Cela n'est pas surprenant, selon lui, parce que c’est un schéma classique dans les villes lorsque survient un événement exceptionnel, comme la pandémie ou une catastrophe naturelle. Un événement exceptionnel va aggraver les inégalités sociales et augmenter ce genre de crimes dans ces quartiers, souligne l’étude (Nouvelle fenêtre) (en anglais).

Le centre-ville ainsi que les quartiers Strathcona et de Mount Pleasant sont parmi les secteurs touchés par cette tendance.

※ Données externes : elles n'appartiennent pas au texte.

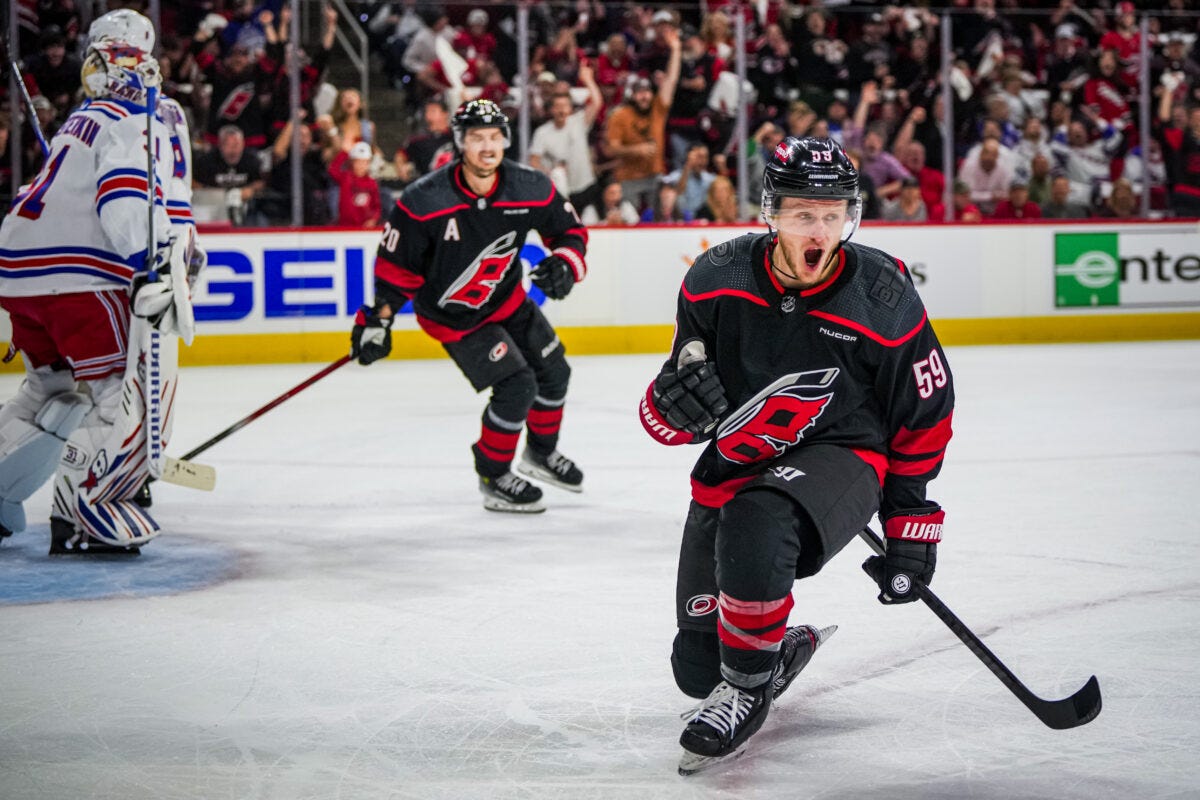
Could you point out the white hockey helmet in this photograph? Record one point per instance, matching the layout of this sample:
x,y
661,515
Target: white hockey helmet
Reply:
x,y
119,60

Les chercheurs notent aussi que les quartiers les plus pauvres ont connu des pertes d’emploi importantes.

Les crimes qui ont le plus augmenté sont surtout liés à la survie économique , affirme Martin Andresen.

Les vols ont d’ailleurs augmenté dans des quartiers riches de la ville, tels que Kitsilano, Kerrisdale, Oakridge et Killarney.

Selon les chercheurs, il est important de fournir plus de soutien social, notamment en matière de logement, aux populations des quartiers défavorisés, qui sont plus touchées par la pandémie.

La pandémie nous montre que les gens marginalisés sont ceux qui ont le plus besoin d'aide, conclut Martin Andresen.

L’étude s’est penchée sur 10 catégories de crimes différents à travers les 22 quartiers de la ville.